(Law of Attraction)
New Thought, is a mind-healing movement that originated in the United States in the 19th century, based on religious and metaphysical thought.
Many adherents of New Thought consider themselves to be Christian, though generalizations about their relations to Christianity have been questioned.
The origins of New Thought may be traced to their reaction to the religious skepticism of the 17th and 18th centuries. The earliest proponent is thought to be Phineas P. Quimby of Portland, Maine. He developed his concepts of mental and spiritual healing and health based on the view that illness is a matter of the mind. It was embraced first by the Methodist church, and then a Swedenborgian minister of the 18th-century.
Elements of New Thought may be traced to Platonism, based on the Idealism of the Greek philosopher Plato, who held that the realm of ideas is more real than that of matter.
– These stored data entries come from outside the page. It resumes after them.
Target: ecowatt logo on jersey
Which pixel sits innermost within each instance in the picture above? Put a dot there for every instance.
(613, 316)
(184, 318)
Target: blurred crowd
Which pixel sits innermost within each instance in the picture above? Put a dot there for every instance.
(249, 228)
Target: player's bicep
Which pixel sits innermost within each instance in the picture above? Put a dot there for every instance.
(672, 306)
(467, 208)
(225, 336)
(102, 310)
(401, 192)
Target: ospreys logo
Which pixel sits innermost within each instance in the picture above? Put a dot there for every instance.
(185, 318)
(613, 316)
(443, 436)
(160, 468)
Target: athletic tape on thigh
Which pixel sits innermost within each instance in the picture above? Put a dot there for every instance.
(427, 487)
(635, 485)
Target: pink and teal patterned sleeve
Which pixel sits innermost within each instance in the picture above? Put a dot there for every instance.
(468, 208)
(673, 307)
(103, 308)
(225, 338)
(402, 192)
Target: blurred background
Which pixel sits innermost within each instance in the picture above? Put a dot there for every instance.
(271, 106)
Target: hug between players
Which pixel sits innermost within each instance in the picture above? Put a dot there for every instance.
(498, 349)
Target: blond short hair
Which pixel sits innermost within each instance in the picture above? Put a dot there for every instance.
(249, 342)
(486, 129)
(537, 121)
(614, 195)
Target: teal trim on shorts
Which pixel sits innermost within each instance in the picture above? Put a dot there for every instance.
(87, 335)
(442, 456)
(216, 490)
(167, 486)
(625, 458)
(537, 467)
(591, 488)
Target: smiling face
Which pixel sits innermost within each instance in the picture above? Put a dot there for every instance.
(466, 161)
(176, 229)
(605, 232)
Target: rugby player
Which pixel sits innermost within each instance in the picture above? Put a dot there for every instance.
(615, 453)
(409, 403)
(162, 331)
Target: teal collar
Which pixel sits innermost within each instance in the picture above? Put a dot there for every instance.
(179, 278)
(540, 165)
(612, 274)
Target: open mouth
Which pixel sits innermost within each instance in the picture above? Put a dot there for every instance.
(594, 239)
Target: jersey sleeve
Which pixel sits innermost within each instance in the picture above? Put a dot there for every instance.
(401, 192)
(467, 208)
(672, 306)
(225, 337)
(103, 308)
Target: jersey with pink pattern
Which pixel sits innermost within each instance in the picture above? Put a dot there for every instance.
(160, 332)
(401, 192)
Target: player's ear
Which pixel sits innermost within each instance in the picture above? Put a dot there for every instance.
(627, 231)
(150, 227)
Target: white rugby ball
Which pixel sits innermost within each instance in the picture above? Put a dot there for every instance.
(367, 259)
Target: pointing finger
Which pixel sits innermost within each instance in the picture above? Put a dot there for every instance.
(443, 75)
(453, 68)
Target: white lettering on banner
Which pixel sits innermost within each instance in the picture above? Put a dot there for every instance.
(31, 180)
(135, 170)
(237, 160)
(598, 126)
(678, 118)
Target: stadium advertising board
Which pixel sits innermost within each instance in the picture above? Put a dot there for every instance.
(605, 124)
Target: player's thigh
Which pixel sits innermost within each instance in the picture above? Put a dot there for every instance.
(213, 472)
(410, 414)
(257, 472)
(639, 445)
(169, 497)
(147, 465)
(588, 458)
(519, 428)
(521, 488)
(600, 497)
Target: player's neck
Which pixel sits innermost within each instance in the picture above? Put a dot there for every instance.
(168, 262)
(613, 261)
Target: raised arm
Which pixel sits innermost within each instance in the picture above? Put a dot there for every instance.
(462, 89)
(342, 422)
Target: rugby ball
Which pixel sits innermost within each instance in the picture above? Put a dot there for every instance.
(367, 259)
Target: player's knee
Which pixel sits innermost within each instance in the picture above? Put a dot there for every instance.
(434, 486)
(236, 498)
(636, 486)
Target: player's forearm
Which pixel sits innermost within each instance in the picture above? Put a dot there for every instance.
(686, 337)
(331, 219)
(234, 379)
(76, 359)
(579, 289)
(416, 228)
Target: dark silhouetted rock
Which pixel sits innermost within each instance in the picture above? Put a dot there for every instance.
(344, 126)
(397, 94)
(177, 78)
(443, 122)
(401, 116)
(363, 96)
These ideas are also found in the views of the German philosopher G.W.F. Hegel, and the spiritual teachings of Eastern religions.
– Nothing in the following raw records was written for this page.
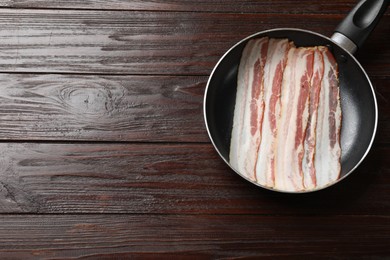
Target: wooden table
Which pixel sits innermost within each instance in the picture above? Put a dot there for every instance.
(104, 151)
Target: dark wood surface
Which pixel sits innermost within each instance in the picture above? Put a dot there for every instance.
(104, 152)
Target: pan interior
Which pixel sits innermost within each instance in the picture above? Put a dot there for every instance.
(358, 102)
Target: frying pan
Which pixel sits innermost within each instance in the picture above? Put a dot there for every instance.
(358, 101)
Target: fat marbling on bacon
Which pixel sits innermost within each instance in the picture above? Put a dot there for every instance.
(287, 116)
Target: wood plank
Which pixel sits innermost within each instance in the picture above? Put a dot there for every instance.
(108, 108)
(193, 237)
(132, 42)
(117, 108)
(251, 6)
(168, 179)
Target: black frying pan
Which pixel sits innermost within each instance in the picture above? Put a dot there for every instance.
(358, 102)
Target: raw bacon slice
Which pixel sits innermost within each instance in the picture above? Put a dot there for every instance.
(328, 150)
(294, 117)
(287, 117)
(273, 76)
(248, 113)
(309, 170)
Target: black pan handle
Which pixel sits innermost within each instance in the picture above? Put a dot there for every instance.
(359, 23)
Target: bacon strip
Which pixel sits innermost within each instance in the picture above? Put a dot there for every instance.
(287, 117)
(273, 76)
(328, 150)
(294, 117)
(309, 170)
(248, 113)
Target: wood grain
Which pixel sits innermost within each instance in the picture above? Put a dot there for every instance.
(102, 108)
(285, 6)
(189, 237)
(117, 108)
(166, 179)
(139, 42)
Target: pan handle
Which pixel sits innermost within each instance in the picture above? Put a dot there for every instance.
(359, 23)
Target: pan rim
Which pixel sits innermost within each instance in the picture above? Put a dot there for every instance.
(368, 148)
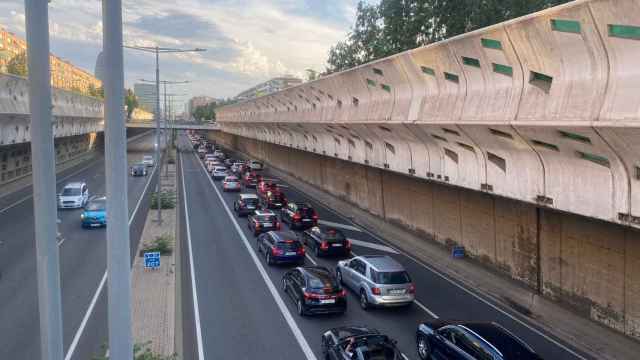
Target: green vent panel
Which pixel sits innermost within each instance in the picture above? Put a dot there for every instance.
(545, 145)
(600, 160)
(451, 77)
(624, 31)
(574, 136)
(571, 26)
(502, 69)
(491, 44)
(471, 61)
(428, 71)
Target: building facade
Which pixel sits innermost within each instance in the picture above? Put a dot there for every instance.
(64, 75)
(268, 87)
Though it is difficult to summarize New Thought beliefs, in 1916 the International New Thought Alliance agreed upon a purpose that embraces their central ideas:
To teach the Infinitude of God; the infinite possibilities of man through the creative power of constructive thinking, and obedience to the voice God’s indwelling presence which is our source of Inspiration, Power, Health and Prosperity.
They emphasize the immanence of God, the divine nature of man, the immediate availability of God’s power to man, the spiritual character of the universe, and the fact that sin, human disorders, and human disease are basically matters of incorrect thinking. Moreover, according to New Thought, man can live in oneness with God in love, truth, peace, health, and plenty. Many New Thought groups emphasize Jesus as teacher and healer and proclaim his kingdom as being available to mankind. With this comes the ability to live fully, have plenty, and the understanding that God desires these blessings for us.